Or if you want to get serious... a 1200 count 70 inch tall cabinet = $699
http://www.atlanticcigar.com/ha20cahu.html


----------



## Donatom3 (Mar 27, 2008)

The Ravello appears to be the same one that's called "El Diablo" at CI. I have the "El Diablo" and I think it's a great humidor. Hold's humidity very well, those accessory drawers are great to have, and it looks much better in person.


----------



## chenvt (Apr 12, 2008)

I ordered the treasure dome (just shipped out from CB today). I'm going to put a parrot on top and scream "YARRRRR" all day


----------



## SouthsideCigar (Jan 11, 2008)

357,
The second link is for the Zebrano Dome, not the Treasure Dome. The Z Dome is smaller but the wood is more specialized and it is actually more expensive than the Treasure Dome.

Treasure Dome $149
Ravello $119

I can do 10% off on these as well.

Dave


----------



## Even Steven (Dec 15, 2006)

I have the same exact treasure dome in that same exact color lol!

I love it, I have nothing but a singles so it's perfect for me, huge and heavy but well built.
I can post up pics if you want? the outside is a little dusty since I haven't opened it much in the past month...other than to check the humidity.
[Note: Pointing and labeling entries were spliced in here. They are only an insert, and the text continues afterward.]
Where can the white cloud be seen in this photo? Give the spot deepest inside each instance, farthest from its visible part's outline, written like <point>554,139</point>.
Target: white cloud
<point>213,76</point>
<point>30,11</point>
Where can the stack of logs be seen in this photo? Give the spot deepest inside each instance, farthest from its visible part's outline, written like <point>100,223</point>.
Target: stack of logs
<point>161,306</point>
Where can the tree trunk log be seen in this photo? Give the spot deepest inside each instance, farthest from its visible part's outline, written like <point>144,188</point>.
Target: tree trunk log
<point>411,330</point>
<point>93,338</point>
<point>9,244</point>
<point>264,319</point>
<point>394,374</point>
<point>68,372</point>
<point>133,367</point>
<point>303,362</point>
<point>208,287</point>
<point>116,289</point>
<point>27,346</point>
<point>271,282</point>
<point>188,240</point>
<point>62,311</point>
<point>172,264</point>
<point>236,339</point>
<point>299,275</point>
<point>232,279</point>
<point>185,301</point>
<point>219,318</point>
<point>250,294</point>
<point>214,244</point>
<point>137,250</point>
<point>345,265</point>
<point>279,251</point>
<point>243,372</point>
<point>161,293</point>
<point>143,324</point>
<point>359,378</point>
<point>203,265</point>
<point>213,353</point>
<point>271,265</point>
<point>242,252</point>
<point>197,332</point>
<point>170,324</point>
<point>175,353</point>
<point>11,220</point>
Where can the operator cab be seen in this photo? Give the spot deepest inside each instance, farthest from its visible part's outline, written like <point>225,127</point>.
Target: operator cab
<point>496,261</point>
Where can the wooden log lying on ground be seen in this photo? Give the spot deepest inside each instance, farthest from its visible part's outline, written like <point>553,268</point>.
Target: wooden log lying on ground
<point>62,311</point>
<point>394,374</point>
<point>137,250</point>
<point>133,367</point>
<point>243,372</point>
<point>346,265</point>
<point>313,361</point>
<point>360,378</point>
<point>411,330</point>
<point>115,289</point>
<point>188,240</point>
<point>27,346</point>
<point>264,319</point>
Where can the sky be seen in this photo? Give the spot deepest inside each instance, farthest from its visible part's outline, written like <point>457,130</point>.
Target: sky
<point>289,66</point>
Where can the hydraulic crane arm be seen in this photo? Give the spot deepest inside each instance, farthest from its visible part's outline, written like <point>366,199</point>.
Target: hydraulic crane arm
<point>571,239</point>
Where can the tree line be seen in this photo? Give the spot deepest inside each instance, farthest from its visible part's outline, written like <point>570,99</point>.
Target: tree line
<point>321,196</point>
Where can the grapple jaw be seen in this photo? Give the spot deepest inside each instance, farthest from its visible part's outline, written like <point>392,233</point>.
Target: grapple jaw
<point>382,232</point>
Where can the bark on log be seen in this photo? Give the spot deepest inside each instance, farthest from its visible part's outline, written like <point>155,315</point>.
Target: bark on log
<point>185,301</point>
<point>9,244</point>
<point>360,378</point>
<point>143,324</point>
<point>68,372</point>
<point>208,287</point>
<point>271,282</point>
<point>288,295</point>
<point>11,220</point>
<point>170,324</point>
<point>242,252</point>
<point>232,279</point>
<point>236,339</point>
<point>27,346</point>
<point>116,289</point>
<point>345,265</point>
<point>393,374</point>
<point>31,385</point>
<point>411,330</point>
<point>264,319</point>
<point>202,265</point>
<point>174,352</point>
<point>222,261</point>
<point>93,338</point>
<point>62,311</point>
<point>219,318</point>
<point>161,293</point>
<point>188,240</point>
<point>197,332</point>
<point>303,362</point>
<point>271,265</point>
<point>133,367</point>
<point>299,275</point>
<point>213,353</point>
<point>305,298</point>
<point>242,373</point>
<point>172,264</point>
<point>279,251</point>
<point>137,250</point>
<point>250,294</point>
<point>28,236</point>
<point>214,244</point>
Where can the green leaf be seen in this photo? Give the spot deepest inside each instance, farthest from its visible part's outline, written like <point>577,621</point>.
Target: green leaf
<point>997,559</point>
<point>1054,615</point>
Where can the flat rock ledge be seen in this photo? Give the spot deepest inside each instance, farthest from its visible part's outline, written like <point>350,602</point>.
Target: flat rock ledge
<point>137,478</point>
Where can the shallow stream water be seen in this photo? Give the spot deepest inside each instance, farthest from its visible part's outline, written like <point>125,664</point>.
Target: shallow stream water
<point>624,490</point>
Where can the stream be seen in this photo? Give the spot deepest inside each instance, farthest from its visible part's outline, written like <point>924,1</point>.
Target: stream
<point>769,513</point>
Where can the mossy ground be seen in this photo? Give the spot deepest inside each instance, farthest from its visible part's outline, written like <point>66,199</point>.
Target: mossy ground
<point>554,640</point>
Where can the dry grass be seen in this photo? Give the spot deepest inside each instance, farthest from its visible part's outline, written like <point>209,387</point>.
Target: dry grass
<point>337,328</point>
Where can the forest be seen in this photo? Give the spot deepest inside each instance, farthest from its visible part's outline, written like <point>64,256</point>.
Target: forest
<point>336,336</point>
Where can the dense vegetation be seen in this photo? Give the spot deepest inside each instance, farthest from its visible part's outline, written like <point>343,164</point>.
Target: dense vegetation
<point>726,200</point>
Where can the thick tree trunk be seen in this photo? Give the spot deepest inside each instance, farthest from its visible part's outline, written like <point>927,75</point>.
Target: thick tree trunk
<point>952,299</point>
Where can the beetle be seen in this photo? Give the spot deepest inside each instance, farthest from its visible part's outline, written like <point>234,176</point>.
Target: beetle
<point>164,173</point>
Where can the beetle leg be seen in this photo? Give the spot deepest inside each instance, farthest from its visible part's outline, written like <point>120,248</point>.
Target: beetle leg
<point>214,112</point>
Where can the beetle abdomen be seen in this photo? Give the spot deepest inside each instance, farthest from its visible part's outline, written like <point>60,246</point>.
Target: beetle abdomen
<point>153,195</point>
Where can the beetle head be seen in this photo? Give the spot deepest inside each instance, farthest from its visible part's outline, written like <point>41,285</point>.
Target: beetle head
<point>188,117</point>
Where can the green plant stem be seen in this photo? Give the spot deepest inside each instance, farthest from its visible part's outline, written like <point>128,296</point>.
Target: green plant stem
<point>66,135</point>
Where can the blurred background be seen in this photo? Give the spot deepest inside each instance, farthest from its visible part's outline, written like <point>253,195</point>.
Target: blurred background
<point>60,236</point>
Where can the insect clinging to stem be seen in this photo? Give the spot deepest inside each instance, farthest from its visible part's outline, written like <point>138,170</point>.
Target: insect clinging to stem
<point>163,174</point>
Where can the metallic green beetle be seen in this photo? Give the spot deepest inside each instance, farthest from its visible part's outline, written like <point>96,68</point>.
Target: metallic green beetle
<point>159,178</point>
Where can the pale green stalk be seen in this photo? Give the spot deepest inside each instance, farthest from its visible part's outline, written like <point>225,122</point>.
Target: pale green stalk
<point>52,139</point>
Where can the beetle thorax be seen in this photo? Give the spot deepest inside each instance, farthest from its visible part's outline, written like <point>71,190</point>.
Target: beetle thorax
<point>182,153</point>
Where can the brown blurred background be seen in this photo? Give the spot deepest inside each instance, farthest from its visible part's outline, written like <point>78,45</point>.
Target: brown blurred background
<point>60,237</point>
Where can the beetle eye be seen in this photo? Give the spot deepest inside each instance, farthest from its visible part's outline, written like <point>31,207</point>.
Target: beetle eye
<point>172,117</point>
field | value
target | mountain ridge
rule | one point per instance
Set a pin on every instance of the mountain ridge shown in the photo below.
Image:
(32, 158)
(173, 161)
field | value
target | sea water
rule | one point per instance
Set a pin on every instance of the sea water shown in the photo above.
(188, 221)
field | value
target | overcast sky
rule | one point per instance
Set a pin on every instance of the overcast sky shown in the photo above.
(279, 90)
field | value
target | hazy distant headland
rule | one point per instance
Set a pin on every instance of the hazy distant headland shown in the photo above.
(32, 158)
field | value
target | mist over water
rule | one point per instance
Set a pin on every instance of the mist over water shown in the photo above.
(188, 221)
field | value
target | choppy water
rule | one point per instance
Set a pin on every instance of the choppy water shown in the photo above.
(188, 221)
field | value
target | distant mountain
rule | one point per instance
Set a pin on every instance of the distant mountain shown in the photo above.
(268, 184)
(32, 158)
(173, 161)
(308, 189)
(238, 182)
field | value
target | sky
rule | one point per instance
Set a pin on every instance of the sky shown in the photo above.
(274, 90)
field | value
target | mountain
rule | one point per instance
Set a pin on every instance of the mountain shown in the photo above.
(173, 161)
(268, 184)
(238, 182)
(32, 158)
btw, if you pick it up at that price..you are damn lucky! I bought mines for around $275 back in 06'


----------



## Dusty (Dec 17, 2007)

Even Steven said:


> I have the same exact treasure dome in that same exact color lol!
> 
> I love it, I have nothing but a singles so it's perfect for me, huge and heavy but well built.
> I can post up pics if you want? the outside is a little dusty since I haven't opened it much in the past month...other than to check the humidity.
> ...


Hey pictures would be great if that's not too much of a problem. I'd really like to see just how much space the inside has.


----------



## chippewastud79 (Sep 18, 2007)

[No message]


----------



## 357 (May 3, 2007)

SouthsideCigar said:


> 357,
> The second link is for the Zebrano Dome, not the Treasure Dome. The Z Dome is smaller but the wood is more specialized and it is actually more expensive than the Treasure Dome.
> 
> Treasure Dome $149
> ...


Thanks. I noticed the finish looked different, but I didn't realize it was smaller and more expensive. I think I need to add your site to my favs.


----------



## Even Steven (Dec 15, 2006)

[No message]


----------



## krisko (Jul 28, 2007)

I have the Treasure Dome and I would say it holds about 50 cigars in the 2 trays and over 100 in the bottom. I love mind, it has an excellent seal and looks damned good. I also bought mine off cbid for probably about $110 incl. shipping a year ago.


----------